Indeed, where administrations have to pay for airports – and several regional governments still have debt on airports – part of the agreement when they received funding was that they were going to take increase air travel taxes to a certain level in order to pay for the new infrastructure. This makes it difficult for administrations to renege on such deals in order to implement new policies designed to expedite travel.

Pundits don’t currently believe that there’s consensus on it as a policy because governments are at varying stages of debt related to airport development; administrations are unlikely to arbitrarily give huge concession on taxes because it is going create significant problems, they are going to have to find that money from somewhere else.

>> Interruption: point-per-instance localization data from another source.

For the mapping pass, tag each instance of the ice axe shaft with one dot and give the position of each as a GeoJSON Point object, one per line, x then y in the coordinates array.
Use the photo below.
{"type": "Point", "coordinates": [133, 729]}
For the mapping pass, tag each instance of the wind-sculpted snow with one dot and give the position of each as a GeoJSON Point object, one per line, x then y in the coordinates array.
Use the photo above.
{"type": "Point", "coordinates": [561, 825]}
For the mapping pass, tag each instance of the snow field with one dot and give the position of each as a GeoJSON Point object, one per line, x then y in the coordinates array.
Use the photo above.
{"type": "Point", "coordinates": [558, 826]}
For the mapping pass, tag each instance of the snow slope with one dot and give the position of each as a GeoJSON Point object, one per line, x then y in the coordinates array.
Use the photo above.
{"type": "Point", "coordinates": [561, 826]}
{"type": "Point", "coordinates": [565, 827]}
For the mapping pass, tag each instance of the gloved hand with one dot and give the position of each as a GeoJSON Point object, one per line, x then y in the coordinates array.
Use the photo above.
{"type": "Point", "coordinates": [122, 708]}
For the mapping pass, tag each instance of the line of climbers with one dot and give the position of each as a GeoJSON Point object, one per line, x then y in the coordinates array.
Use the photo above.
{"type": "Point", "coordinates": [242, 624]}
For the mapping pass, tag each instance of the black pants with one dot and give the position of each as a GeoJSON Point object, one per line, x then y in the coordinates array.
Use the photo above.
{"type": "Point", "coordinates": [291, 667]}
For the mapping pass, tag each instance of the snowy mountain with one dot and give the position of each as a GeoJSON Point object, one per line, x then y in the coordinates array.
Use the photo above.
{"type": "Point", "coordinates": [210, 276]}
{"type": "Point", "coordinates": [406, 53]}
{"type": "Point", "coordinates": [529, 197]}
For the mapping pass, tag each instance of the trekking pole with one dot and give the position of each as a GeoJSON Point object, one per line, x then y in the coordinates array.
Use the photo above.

A regional tourism entrepreneur explained, “The private sector in Trinidad and Tobago supports reducing air travel taxes, this is because there’s far more revenue to be gained because of challenges to go to the US, get US currency etc. The region could encourage inter-island travel for shopping, medical tourism and so on if flights are priced reasonably. The very tourism dependent islands would be the ones that would push this type of thinking.”

“The region could encourage inter-island travel for shopping, medical tourism and so on if flights are priced reasonably.”

Regional tourism entrepreneur, the Caribbean

Recent data suggests that reforming air travel tax could see intra-regional travel increase by about 25% between the islands. A lot of destinations are already getting better arrival rates, that’s a positive sign probably between 15 to 20% – countries will see higher taxation and higher spend in the islands.